A mio parere, non si giungerà in Bosnia, fortunatamente, a scontri più cruenti. La collaborazione e il sostegno verso le riforme interne da parte Nato e l’aspirazione di Sarajevo all’integrazione europea è un fatto positivo e stabilizzatore.

Per concludere il panorama sulla regione: l’Albania registra, nonostante le tensioni tra i socialisti del premier Edi Rama e l’opposizione Dem, una sorta di tregua interna. Finalmente un’attenuazione della discordia?
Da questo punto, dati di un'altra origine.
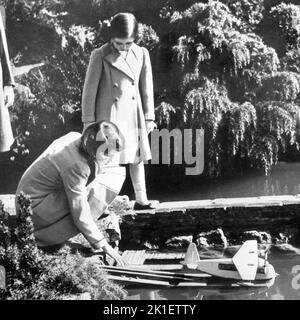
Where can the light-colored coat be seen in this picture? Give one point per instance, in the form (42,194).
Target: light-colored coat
(121,91)
(62,203)
(6,78)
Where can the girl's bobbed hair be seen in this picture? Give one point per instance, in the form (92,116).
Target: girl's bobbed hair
(123,25)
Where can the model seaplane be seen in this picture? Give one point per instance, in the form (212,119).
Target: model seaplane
(247,268)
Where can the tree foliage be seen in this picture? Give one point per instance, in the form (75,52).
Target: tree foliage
(33,274)
(229,67)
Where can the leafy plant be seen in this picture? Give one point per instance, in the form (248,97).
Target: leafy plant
(33,274)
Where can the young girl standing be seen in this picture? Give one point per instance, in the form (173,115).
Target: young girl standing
(119,88)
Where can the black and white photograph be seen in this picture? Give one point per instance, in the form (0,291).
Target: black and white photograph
(149,152)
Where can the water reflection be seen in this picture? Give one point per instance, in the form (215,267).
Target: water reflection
(282,289)
(284,179)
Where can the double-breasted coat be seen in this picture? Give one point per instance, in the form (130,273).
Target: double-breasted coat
(63,201)
(121,91)
(6,78)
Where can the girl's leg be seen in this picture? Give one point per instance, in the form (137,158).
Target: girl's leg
(137,174)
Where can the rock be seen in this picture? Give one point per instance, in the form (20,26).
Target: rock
(288,234)
(179,242)
(285,248)
(213,238)
(260,236)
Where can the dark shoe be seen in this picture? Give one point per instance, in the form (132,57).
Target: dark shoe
(138,206)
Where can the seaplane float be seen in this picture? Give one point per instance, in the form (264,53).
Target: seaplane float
(248,268)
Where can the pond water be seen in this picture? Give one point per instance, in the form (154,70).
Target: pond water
(285,287)
(284,179)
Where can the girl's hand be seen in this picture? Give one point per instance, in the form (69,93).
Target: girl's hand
(104,246)
(150,125)
(114,254)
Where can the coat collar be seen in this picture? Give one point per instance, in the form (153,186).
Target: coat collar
(128,67)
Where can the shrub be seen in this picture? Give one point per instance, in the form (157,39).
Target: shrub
(33,274)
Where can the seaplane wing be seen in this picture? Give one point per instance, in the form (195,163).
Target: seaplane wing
(246,260)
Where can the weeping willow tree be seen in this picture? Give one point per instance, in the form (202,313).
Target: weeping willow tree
(233,85)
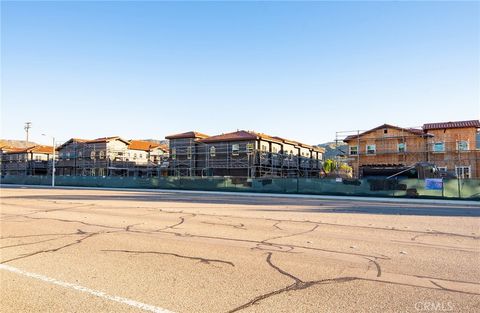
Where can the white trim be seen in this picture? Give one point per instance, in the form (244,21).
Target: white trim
(350,150)
(374,149)
(468,145)
(463,167)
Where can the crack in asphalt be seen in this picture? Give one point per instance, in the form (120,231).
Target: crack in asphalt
(298,284)
(76,242)
(240,226)
(202,260)
(32,243)
(379,269)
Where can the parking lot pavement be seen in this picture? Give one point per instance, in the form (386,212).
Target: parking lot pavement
(67,250)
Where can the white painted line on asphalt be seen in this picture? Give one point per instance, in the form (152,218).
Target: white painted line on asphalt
(100,294)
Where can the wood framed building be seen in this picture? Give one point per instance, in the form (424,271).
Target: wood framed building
(386,150)
(242,154)
(33,160)
(110,156)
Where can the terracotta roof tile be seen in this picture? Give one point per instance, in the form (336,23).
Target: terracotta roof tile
(458,124)
(142,145)
(34,149)
(191,134)
(106,139)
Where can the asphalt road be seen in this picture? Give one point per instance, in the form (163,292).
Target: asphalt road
(67,250)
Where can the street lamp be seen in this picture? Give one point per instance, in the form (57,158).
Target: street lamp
(53,160)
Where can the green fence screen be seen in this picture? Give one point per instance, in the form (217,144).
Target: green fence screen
(413,188)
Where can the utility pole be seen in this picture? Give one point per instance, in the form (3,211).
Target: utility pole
(28,125)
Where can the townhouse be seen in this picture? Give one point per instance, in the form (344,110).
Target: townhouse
(33,160)
(453,147)
(242,154)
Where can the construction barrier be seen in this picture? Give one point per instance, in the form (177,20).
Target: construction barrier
(411,188)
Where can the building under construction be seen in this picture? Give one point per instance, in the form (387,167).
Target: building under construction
(111,156)
(242,154)
(386,150)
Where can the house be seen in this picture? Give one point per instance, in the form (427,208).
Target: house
(97,157)
(184,157)
(242,154)
(146,153)
(387,150)
(454,147)
(33,160)
(71,156)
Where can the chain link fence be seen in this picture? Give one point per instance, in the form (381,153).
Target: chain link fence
(411,188)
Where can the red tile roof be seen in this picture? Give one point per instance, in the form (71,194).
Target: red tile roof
(458,124)
(142,145)
(106,139)
(76,140)
(33,149)
(191,134)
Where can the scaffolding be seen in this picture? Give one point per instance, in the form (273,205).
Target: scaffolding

L’Albania ha fatto un grande passo in avanti entrando nella Nato nel 2009. È il secondo Paese membro dell’Alleanza a maggioranza musulmana, dopo la Turchia, Anche se con  un piccolo esercito, Tirana ha un ruolo importante e, da allora, siede a un tavolo di democrazia e di stabilizzazione. Il problema albanese è la divisione politica interna e il livello della corruzione. Resta il fatto, poi, che tutto il dibattito pubblico è ancora veramente troppo esacerbato. Si va dalla questione della riforma del sistema giudiziario alle altre vicende che vi si riflettono: dai fratelli kosovari alle relazioni con i Paesi con una presenza albanese. Non dimentichiamo, infatti, la diaspora. Anzi, ricordo che l’economia dell’Albania si sostiene in buona parte con le rimesse dei lavoratori all’estero. Moltissimi di loro tornano anche in patria d’estate e il loro denaro circola nell’economia nazionale. Il problema nuovo e preoccupante per la popolazione residente è il costo della vita, non tanto per l’acquisto dei beni primari, ma per il livello alto, ormai “europeo” di alcuni beni di consumo. Il Presidente Rama governa un Paese a buon livello di informatizzazione, dinamico, ma dove la corruzione non riesce ancora ad essere sconfitta. Sullo sfondo c’è anche la futura adesione di Tirana all’Unione europea, auspicato da quasi la totalità degli albanesi.